Second, ask whether you truly feel guilty-or whether you feel like you should feel guilty.
“Sometimes we say we feel guilty because we’re doing something we fear other people will disapprove of,” says Francis. “What really matters is how we feel about our choices. Cutting out the ‘false’ guilt helps us hear more clearly what our own consciences are saying.”
Francis also suggests asking questions like, “Will this decision matter in five years?” “How about one year?” “Am I hurting anyone?” “Is there a positive consequence I’m not considering?” This will help you determine whether you’re feeling guilty for a valid reason or it you’re simply being too hard on yourself.
“Guilt can be a useful tool–it helps us make decisions that are good for us, for our families and the rest of the world,” says Francis. “But it only works when we use it sparingly! If we feel ‘guilty’ every time we don’t make the absolute best possible choice-which is pretty much impossible to do all the time-we’re just wasting it.”
Make no mistake, I felt terrible about missing Ryan’s open house at first. My husband took him instead. But the truth is that I want to work, even if it sometimes interferes with my role as a mom. I promised Ryan we would spend time by ourselves, which I know is what he really wants (and needs) from me.

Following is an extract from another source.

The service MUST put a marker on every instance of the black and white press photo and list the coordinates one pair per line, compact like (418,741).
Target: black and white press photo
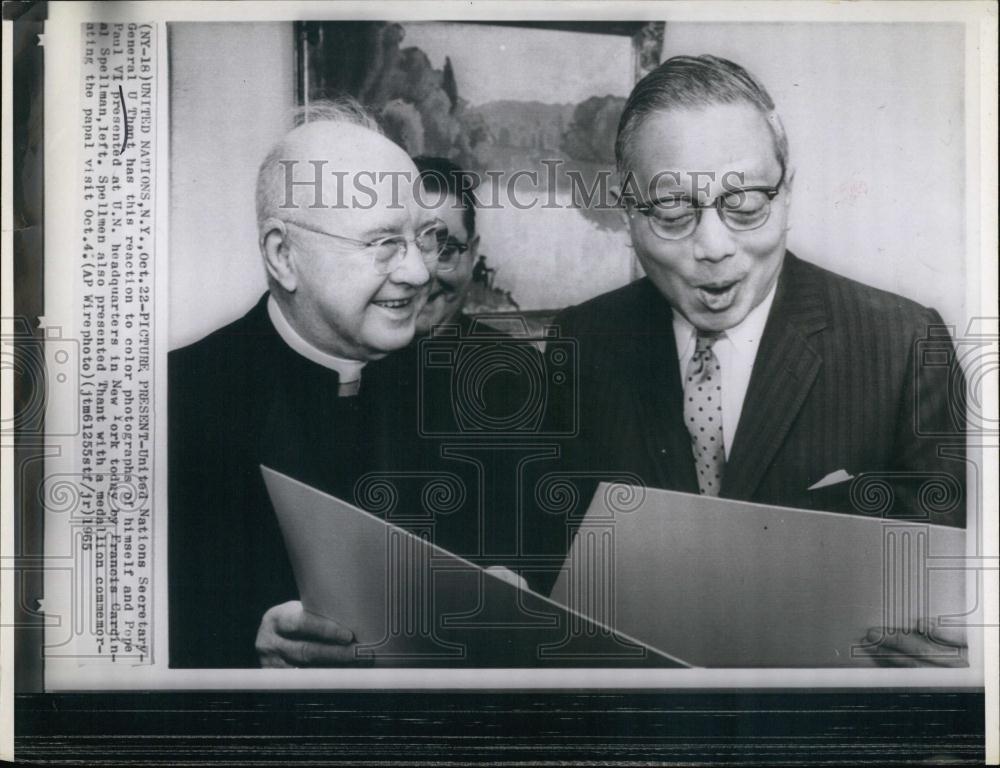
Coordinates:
(537,351)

“Spending quality time with my kids is the only way I can alleviate my mommy guilt,” agrees Norris. “The more time I spend with them, the less guilt I feel-even if it means putting housework off-like my constantly dirty kitchen! I will do it.”
Finally, remember that 96 percent of parents say they’ve experienced parenting-related guilt, yet nearly the same percentage describe themselves as “mostly happy.”
So feeling occasional mommy guilt doesn’t mean you’re a bad mom. It just means that you care about your kids, and about being a good parent. And that’s nothing to feel guilty about.